И вот на отплывших судах наступил уже тот порядок и тишина, какие следуют всегда после суматохи и тревоги во время отплытия. Метнули жребий; очередные заняли свои места; остальные рассыпались в разных концах палубы. Завязались россказни. Кто с жаром передавал разные слухи, только что почерпнутые на пристани; кто вспоминал свою сторону с родной семьей и лачугой; кто рассчитывал барыши свои и хозяйские; кто мурлыкал заунывную песню.
Только Каютин не принимал участия в песнях и россказнях. Он сидел один-одинешенек на корме, сняв шапку, подперев ладонью голову, и с грустью глядел на струю воды, оставляемую судном.
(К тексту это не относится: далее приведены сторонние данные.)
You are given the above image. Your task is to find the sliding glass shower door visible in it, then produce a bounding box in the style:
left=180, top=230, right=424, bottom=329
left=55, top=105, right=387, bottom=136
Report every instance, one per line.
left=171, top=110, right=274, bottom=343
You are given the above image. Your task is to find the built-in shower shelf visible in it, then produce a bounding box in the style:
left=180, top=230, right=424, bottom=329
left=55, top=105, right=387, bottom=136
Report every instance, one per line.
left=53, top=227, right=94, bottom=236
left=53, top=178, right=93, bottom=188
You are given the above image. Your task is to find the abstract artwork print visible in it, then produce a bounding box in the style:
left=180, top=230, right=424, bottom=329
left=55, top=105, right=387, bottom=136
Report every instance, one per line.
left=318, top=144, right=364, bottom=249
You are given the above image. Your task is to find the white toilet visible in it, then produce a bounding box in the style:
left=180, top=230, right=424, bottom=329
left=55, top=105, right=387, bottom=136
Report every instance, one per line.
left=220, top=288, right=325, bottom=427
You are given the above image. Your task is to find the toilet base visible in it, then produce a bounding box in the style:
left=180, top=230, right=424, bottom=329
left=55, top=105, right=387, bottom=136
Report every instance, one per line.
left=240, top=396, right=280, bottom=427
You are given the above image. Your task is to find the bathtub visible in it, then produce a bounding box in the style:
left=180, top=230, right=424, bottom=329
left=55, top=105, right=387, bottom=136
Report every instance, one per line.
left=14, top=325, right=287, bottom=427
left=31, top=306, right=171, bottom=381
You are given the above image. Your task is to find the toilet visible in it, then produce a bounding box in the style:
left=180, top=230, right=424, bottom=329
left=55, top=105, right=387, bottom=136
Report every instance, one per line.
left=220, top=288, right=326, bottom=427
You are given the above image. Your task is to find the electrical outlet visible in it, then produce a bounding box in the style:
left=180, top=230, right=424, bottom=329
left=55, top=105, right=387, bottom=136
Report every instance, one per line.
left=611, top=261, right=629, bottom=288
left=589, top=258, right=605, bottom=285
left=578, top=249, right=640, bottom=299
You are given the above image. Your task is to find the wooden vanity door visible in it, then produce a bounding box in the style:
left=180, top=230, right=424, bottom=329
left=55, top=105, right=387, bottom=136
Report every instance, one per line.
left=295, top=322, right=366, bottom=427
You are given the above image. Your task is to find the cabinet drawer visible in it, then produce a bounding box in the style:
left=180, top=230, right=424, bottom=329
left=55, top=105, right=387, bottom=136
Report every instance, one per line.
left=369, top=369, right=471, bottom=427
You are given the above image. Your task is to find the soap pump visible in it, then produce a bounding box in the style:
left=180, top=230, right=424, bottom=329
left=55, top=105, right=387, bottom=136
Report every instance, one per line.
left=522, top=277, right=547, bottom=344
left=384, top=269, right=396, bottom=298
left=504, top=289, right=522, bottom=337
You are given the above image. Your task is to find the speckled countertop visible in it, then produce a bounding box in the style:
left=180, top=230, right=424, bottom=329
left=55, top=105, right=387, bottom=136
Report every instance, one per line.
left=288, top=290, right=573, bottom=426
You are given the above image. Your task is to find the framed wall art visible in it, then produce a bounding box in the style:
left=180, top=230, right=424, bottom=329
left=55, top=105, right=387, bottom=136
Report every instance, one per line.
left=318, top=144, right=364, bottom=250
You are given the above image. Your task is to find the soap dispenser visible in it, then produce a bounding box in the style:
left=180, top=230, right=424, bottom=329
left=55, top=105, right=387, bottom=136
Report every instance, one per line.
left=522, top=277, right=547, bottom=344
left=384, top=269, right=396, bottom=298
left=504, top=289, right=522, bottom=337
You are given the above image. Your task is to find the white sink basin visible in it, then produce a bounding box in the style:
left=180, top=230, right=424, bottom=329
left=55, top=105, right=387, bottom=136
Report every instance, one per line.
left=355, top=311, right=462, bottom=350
Никогда человеку предприимчивому не представляются так ясно все шаткие стороны даже обдуманного предприятия, как когда оно на мази или на ходу и нет уже возможности из него выбраться… Рождал ли сомнения в душе Каютина сильный его план, другие ли безотрадные мысли давили ему сердце – угадать трудно, но во всяком случае грустное раздумье четко обозначалось на лице его, и не раз путем-дорогой проводил он ладонью по широкому лбу, как бы силясь согнать с него горькую думу… Но прошло несколько дней, и уже Каютин весело толковал с Шатихиным и своими рабочими, веселым взором оглядывал крутые берега Волги, покрытые то густым непроницаемым лесом, то золотым рассыпчатым песком, из которого торчмя выглядывали исполинские мшистые камни. Часто берег поднимался прямо из воды отвесною неизмеримою скалою, увенчанною столетними соснами и елями; иные, свесясь над бездною, набрасывали на серую скалу сизые и темные тени; другие распускали по ней извилистые свои корни, принимавшие издали вид исполинской паутины; часто берега изменяли мрачную, дикую наружность, и тогда между угловатыми утесами открывалась живописная долина, – с селами, слободками, церковью и стадами, мирно пасущимися по зеленому скату.